Graham just invoked him (if Al Gore can accept 5-4 from the Suprme Court, I can accept 4-3 from the Pennsylvania 2nd Circuit). Numerous Democrats have cited his gracious concession speech. Not to mention numerous commentators from multiple perspectives.

It hurt like hell at the time (not least because he actually won), but Gore didn’t suffer for no good reason. He took one for the American team and walked away with his dignity intact.

January 7, 2021

Hoyer just got off a good one

“The Senator from Texas said, ‘We’re here for the people.’ If those are the people, we’re in a lot of trouble.”

January 7, 2021

Michael Bennet is a first-rate asskicker

Extemporaneous passion, perfectly constructed arguments. Schumer chose wisely.

January 7, 2021

Blinded by the Whites: Why Nobody Protected the Capitol

The Capitol Police didn’t fail to prepare for an attack. It failed to imagine what kind of attack was coming.

The U.S. Capitol Police has 1,800 men and women dedicated to protecting the people’s citadel. Since September 11, their numbers have swelled, their procedures have changed, their perimeters have expanded, and their preparedness for a persistent threat has been plain. But they have been fighting an old battle. International terrorism is no longer the major threat they face, and arguably, it has not been for years.

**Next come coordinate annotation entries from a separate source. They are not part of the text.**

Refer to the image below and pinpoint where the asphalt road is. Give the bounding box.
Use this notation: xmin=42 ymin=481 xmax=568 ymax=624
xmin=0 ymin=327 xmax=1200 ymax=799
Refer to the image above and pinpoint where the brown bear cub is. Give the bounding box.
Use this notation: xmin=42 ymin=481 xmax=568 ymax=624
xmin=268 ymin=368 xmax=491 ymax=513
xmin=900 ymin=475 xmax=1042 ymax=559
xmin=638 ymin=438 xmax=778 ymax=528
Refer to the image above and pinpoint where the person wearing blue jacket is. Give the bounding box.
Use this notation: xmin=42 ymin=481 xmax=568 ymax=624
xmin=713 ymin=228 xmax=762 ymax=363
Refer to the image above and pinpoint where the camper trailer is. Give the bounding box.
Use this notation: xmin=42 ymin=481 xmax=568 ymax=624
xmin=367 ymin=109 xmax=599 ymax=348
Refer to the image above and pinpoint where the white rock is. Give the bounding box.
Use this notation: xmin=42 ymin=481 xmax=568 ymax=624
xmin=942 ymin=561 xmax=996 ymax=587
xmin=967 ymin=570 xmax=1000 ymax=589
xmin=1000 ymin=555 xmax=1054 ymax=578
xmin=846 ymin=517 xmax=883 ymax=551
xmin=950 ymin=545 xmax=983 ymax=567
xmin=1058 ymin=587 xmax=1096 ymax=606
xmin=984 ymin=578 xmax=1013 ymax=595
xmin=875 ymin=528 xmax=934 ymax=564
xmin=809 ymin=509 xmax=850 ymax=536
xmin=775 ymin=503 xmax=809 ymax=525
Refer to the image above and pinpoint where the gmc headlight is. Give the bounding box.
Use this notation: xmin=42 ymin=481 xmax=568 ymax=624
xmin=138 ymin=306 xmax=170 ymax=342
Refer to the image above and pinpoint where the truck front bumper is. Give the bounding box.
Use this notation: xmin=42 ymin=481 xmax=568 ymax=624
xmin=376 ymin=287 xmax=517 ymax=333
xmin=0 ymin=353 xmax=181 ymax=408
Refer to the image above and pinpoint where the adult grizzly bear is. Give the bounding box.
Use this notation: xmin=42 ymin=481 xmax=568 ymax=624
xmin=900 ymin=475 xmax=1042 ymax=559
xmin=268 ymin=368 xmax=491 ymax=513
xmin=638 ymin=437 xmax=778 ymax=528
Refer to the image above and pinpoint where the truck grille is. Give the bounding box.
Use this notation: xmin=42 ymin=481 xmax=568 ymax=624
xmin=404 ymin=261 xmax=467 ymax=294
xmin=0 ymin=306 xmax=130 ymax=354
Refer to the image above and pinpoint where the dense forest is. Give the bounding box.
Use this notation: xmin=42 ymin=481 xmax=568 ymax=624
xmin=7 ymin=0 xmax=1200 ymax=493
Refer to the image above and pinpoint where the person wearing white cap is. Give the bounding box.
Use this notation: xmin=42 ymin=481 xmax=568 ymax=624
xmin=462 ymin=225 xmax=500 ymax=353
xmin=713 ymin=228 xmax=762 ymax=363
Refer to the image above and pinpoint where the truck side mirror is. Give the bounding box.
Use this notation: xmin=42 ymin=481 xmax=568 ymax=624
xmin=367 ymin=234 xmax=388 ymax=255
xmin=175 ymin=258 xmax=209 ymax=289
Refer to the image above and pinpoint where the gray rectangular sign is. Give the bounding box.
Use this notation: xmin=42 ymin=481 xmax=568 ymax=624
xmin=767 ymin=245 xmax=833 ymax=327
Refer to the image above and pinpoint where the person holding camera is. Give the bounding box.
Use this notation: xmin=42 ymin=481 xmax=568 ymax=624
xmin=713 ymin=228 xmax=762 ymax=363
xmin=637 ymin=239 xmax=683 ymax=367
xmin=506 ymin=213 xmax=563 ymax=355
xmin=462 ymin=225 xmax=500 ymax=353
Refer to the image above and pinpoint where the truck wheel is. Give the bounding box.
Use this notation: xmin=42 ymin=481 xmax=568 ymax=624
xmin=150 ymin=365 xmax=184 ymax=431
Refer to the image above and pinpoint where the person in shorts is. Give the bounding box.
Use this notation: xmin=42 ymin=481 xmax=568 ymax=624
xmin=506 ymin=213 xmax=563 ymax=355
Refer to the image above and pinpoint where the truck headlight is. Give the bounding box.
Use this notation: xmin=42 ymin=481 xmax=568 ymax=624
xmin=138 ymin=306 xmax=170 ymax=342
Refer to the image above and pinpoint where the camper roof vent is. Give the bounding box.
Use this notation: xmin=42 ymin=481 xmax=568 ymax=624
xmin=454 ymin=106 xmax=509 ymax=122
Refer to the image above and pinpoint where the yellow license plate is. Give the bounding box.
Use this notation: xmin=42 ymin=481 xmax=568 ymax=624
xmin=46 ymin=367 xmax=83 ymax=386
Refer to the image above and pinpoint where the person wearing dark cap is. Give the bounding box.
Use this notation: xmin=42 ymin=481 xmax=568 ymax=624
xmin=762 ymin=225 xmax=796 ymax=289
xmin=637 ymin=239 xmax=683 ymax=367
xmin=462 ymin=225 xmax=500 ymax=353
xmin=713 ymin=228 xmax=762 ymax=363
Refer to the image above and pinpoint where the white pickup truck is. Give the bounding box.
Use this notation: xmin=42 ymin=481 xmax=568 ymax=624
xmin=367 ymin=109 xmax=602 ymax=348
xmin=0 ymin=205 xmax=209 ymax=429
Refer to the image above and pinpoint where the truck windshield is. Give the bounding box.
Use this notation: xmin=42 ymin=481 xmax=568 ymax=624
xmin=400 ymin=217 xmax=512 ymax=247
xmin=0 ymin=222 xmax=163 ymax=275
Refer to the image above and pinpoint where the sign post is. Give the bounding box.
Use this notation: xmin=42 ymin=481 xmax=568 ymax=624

What is happening today is the result of this failure of imagination. Security officials may claim the threat posed by a mob of white vigilantes was too far out of mental reach—it was something they could conceive of but not calibrate their plans for. But that’s an indictment, not an excuse. It’s a failure of the Capitol Police’s own leadership, and a failure of the Department of Homeland Security, to take right-wing radical agitation seriously. It is also a consequence of prejudice, although we should not be too hasty to make assumptions about the racial sociology of a security agency like the Capitol Police that has such a specialized mission.

... After 9/11, Congress established an alternate site at a local military base, a place where members could convene in the event that the Capitol was rendered inoperative. But that plan, which is highly classified, operates under the assumption that members are not trapped in place by thousands of people. Today they are. Congressional leadership can be evacuated through the Capitol if it has been reduced to a riot zone using tunnels that have been dug under the building. Those lead to newly hardened “hard rooms,” mini-bunkers that are scattered around the entire complex. We will soon know whether Congress made use of these contingencies.

...After Congress certifies the election, members will go back home. And if we’ve learned a lesson from today, many of them will be targets. And it will be up to state and local officials to pick up the slack. Today, these agencies should make contact with their elected representatives and agree on a security plan for the near future. The permanent threat from right-wing revenge terrorism, incited by the president, made more virulent by the information ecosystem that his supporters drink from, and now actualized by a successful takeover of one of the most secure buildings in the world, is part of the Trump legacy – and America’s present.